Alongside the entire automorphism group $\mathrm{Aut}(n)$, its normal subgroup $\mathrm{SAut}(n)$ —
consisting of elements with Jacobian determinant equal to $1$ — has been
actively studied. Following the same trend, while the question of whether
$\mathrm{SAut}(n)$ is simple as an abstract group for $n \ge 3$ remains open to this day,
Danilov already obtained a nontrivial normal subgroup in $\mathrm{SAut}(2)$ back in 1973.
Given that $\mathrm{Aut}(n)$ and $\mathrm{SAut}(n)$ carry a natural structure of an ind-group, one
can similarly ask whether they are topologically simple, i.e., whether they
contain any nontrivial closed normal subgroups.
In his 1981 paper describing the ind-group structure, Shafarevich claimed a
proof of the topological simplicity of $\mathrm{SAut}(n)$ for any $n$ over fields of
characteristic zero. However, a mistake was later discovered in the proof,
leaving the question open once again — even in dimension $2$.
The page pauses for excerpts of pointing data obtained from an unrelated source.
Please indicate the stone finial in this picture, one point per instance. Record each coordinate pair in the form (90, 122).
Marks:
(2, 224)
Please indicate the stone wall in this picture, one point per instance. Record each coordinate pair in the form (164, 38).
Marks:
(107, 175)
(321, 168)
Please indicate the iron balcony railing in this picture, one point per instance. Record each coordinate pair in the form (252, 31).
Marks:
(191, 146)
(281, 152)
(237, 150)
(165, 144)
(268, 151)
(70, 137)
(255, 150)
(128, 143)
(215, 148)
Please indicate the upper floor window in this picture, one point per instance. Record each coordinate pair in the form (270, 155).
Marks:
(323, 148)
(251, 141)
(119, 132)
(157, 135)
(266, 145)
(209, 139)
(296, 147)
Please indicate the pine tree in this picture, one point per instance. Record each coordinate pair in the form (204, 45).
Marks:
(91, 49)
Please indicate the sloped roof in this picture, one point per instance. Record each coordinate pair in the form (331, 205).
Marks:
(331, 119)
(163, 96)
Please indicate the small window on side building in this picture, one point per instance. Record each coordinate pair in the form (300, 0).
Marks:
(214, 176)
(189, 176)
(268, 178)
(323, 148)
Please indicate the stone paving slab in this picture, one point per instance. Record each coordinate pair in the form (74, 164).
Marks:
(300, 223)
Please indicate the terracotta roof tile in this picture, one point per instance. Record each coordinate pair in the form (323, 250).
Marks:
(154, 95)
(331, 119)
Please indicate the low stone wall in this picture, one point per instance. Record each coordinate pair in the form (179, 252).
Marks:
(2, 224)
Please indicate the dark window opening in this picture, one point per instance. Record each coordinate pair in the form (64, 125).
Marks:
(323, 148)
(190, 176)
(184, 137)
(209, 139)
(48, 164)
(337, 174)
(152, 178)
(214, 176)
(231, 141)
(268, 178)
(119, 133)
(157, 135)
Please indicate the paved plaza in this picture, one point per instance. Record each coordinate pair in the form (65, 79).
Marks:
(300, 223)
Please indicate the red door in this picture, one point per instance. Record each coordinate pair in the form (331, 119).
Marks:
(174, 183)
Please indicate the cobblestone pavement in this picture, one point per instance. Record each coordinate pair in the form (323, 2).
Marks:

In this talk, following Blanc’s paper (2024), we will prove the topological
simplicity of $\mathrm{SAut}(2)$ over infinite fields and take the first step toward
proving a similar result in higher dimensions. We will also discuss the
question of topological simplicity for $\mathrm{Aut}(n)$ over infinite fields and, if
time permits, touch on the case of finite fields.